Oui, c'était le bon mot, mais je crois qu'au final je ne l'ai pas prononcé, où je n'ai pas voulu le prononcer, parce que, je pense que moi, je t'ai blessé si souvent à vivre d'autres histoires d'amour, d'amitiés et/ou de sexe, qu'après tout, je peux bien être blessé un peu. Samedi je t'annonçais que je souhaitais aller au resto avec une amie. Et d'un coup ton ciel s'est assombri et la tension dit palpable, jusqu'à ce que cette soirée fut annulée. Je t'ai blessée.

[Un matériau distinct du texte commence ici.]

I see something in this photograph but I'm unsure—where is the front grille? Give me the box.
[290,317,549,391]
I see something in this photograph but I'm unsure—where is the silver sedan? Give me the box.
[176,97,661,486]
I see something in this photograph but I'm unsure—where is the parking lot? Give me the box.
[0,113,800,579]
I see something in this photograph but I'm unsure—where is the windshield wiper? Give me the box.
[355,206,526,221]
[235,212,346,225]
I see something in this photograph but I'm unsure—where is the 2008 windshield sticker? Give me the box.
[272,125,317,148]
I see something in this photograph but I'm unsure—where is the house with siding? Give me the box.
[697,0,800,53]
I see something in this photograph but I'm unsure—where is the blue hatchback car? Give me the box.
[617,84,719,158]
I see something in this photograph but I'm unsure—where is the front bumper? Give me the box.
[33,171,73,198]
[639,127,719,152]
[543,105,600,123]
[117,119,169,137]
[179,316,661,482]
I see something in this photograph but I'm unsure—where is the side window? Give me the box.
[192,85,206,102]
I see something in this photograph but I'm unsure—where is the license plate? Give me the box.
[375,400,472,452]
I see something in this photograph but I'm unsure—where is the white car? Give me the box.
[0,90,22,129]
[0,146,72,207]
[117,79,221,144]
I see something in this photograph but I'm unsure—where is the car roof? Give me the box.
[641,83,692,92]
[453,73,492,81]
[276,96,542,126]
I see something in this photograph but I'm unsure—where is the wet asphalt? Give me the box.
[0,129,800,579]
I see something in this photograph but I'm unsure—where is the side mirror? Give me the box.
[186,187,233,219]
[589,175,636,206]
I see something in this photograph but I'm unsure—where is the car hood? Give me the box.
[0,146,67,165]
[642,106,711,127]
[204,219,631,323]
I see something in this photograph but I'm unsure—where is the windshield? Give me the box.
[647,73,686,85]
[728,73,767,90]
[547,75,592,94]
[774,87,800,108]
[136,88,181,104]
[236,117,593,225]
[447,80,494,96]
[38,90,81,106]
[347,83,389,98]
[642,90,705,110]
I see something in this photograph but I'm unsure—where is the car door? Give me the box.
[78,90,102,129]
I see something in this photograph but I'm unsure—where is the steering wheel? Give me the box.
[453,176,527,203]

Le sommeil est venu pour chacun, jusqu'à ce que mes cervicales si tôt cette nuit se mettent à grincer. Ce soir, j'ai lu une jolie liste de désir de vivre à deux ce qui ne peut être vécu. J'étais au cinéma, touché par tout cela. Au fond de moi, tout cela, j'ai l'idée que ce n'est pas que du cinéma, que cela existe, que cela peut exister pour de vrai, dans la vraie vie. Cela nous est sans doute arrivé de vivre ce cinéma là, juste être bien l'un avec l'autre. Cela nous arrive sans doute toujours, mais peut être dans d'autres détails que ceux qui étaient écrits. Je me demande si nous les avons vécus. Comment puis je avoir oublié que nous les avons vécus ?

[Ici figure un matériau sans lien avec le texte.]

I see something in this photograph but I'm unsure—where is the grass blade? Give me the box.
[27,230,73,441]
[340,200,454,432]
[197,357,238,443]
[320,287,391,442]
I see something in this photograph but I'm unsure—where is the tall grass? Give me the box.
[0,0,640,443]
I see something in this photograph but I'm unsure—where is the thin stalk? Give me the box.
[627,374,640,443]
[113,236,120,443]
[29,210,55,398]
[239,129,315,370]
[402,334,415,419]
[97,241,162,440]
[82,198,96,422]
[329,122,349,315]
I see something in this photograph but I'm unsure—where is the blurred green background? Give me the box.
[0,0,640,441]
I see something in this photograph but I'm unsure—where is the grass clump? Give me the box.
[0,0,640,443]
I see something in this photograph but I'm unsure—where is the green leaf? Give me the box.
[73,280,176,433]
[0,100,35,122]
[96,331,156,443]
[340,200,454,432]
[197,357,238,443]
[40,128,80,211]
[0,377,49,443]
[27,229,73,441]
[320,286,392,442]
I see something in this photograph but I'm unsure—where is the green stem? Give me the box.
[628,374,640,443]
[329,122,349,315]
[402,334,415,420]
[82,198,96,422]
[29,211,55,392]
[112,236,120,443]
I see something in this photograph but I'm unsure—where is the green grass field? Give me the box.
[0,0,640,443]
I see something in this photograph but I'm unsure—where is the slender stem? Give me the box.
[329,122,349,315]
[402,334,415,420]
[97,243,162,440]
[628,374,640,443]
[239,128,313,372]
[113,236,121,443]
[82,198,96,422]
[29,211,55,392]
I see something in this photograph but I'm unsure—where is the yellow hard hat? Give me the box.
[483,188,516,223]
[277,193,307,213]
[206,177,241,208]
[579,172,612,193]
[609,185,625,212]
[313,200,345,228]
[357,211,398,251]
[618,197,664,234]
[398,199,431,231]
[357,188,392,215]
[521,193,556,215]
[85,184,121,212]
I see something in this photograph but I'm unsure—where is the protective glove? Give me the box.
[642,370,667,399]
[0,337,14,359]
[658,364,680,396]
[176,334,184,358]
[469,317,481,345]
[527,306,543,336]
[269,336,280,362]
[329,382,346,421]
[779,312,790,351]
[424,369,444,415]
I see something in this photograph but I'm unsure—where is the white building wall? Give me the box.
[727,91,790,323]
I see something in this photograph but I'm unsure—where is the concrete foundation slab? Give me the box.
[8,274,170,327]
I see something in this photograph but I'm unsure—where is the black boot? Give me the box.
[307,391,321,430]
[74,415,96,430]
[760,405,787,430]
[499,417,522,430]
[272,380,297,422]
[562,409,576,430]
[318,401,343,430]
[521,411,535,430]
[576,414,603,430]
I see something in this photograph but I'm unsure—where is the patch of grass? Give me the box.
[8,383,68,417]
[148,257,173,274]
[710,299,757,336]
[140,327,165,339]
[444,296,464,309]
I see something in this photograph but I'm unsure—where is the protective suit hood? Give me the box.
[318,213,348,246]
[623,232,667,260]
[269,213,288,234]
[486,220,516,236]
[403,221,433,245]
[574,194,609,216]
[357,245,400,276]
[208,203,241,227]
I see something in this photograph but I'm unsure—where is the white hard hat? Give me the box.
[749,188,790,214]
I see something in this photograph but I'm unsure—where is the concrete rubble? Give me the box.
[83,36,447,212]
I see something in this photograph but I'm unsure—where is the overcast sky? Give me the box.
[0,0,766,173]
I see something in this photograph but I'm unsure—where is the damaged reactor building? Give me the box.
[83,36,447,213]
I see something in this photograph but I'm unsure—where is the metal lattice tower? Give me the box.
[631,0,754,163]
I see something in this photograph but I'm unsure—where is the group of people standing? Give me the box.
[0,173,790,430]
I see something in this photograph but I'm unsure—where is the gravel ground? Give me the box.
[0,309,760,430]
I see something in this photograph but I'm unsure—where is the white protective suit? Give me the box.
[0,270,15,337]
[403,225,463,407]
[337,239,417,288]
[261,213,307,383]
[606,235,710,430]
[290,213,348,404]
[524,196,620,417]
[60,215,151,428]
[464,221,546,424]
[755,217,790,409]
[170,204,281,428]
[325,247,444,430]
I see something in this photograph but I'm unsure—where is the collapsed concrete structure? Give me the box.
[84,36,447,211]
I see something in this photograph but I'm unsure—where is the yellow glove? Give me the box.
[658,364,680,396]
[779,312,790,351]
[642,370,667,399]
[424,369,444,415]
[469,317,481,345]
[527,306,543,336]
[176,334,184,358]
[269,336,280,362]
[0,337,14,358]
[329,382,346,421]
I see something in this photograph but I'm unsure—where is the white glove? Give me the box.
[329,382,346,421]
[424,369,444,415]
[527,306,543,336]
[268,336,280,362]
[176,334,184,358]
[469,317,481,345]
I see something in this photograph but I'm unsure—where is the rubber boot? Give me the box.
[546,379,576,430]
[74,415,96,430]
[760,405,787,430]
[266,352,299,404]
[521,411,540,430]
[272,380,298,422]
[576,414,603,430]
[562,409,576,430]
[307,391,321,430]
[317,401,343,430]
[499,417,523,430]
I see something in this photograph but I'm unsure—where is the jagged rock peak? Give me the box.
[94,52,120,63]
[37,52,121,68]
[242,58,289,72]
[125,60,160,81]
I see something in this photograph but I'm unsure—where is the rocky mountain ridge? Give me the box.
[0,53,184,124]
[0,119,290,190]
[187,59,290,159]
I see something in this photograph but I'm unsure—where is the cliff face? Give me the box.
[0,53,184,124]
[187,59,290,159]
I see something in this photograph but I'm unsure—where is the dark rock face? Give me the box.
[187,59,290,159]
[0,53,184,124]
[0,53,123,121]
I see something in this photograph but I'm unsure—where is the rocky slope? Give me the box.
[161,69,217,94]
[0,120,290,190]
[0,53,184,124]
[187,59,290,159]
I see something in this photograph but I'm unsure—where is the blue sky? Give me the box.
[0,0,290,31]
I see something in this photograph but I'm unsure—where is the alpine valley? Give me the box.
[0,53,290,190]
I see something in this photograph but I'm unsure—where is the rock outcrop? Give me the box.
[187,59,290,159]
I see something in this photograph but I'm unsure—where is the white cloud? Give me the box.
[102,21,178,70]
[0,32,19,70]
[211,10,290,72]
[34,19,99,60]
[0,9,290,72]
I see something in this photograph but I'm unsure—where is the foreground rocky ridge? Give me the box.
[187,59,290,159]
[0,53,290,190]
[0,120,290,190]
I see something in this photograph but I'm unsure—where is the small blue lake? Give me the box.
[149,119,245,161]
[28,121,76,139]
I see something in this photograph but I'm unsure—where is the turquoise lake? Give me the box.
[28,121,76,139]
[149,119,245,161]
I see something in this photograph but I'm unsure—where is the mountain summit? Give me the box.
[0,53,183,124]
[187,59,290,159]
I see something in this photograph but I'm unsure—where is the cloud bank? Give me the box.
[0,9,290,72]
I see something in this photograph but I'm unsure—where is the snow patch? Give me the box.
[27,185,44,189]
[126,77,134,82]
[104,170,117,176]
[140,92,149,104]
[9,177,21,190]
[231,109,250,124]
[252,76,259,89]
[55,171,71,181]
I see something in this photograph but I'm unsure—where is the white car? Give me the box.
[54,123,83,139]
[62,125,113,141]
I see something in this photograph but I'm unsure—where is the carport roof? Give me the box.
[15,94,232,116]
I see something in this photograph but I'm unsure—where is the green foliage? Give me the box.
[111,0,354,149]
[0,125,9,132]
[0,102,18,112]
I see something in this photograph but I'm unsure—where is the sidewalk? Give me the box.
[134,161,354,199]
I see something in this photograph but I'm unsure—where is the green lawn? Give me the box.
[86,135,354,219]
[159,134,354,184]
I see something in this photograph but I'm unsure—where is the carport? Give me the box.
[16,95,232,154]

Dans ces moments là, je me dis qu'il faut arrêter. Pour toi et pour moi, pas pour vivre ces moments, non, juste pour ne pas nous blesser davantage. Parce que au jeu de la blessure, avec toute la bienveillance qui est la nôtre, sans chercher à blesser l'autre, nous ne cesserons de le faire. Nous avons beaucoup de différences. Je suis d'un signe du soleil et du plus bel été, tu es d'un signe de la terre et du plus sombre automne. L'astrologie n'est pas là l'important, mais les symboles de ces signes disent tellement de nous. Nous nous sommes merveilleusement bien complétés et c'est encore le cas. Le prix à payer c'est que nos différences, parfois, lorsque l'on s'arrête dessus pour les décortiquer, et bien nos différences peuvent me sembler insurmontables. Puis la nuit vient à cesser, les douleurs à passer, et alors après quelques jours je finis par oublier jusqu'à ce qu'à nouveau je te blesse ou du me blesse. Je crois que tu ne vas pas bien en ce moment.
2 octobre
Cet été, nous nous sommes retrouvés. D'attentions en attentions. De brèves discussions en discrètes confidences.
Je suis parvenu à lire cet été. J'ai lu le livre d'une amie et sa dédicace. Sa dédicace qui n'était qu'un écho à la fiction, mais hasard un écho à ma propre histoire disait en somme que ce qui était important n'était pas d'être complémentaire, mais d'accepter l'autre dans sa plénitude. Je crois que nous avons commencé à nous accepter.